There are three models: Cavnar-Trenkle, cumulative frequency and Naive Bayes. Accuracy scores on a held-out set of "hard" (very short) examples are:
- cavnartrenkle: 224/2969 errors = 92.46% accuracy
- cumfreq: 103/2969 errors = 96.53% accuracy
- naivebayes: 142/2969 errors = 95.22% accuracy
To use as a library from Maven, put the following in your pom.xml:
<repository>
<id>huygens</id>
<url>http://maven.huygens.knaw.nl/repository/</url>
<releases>
<enabled>true</enabled>
<updatePolicy>always</updatePolicy>
<checksumPolicy>warn</checksumPolicy>
</releases>
<snapshots>
<enabled>true</enabled>
<updatePolicy>always</updatePolicy>
<checksumPolicy>fail</checksumPolicy>
</snapshots>
</repository>
<dependency>
<groupId>nl.knaw.huygens.pergamon</groupId>
<artifactId>langident</artifactId>
<version>${langident.version}</version>
</dependency>
Then make a LanguageGuesser object, train it on the built-in training set, and use it:
TrainingSet builtin = TrainingSet.getBuiltin();
Model guesser = new NaiveBayes().train(builtin);
System.out.println(guesser.predictBest("Welke taal is dit?"));
This should produce "nl" on the standard output stream.

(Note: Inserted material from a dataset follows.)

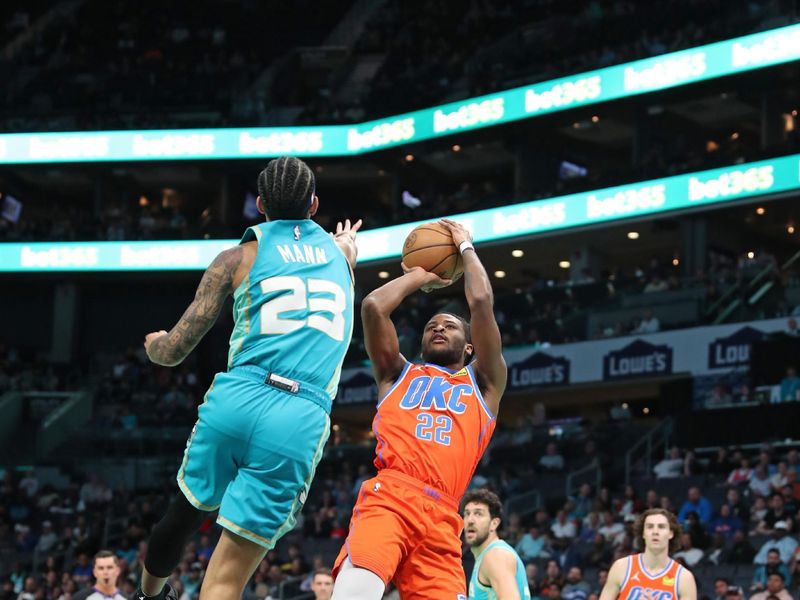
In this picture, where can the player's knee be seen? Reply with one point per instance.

More detailed information is available from the predictScores method.
To use langident as a web service, build it:
mvn package
Start the server:
target/appassembler/bin/langident server
Then try it out, in another terminal window:
curl http://localhost:8080/ident -d text="C'est quel langue?" | jq .
The jq command does pretty-printing of JSON. It can also give you the highest-scoring language, which is always the first one listed:
curl http://localhost:8080/ident -d text="C'est quel langue?" |
jq .prediction[0].label
Langident has several built-in models, which are available from
curl http://localhost:8080/ident/models
To use a different model, pass it as a GET parameter:
curl http://localhost:8080/ident?model=naivebayes -d text="che lingua è?"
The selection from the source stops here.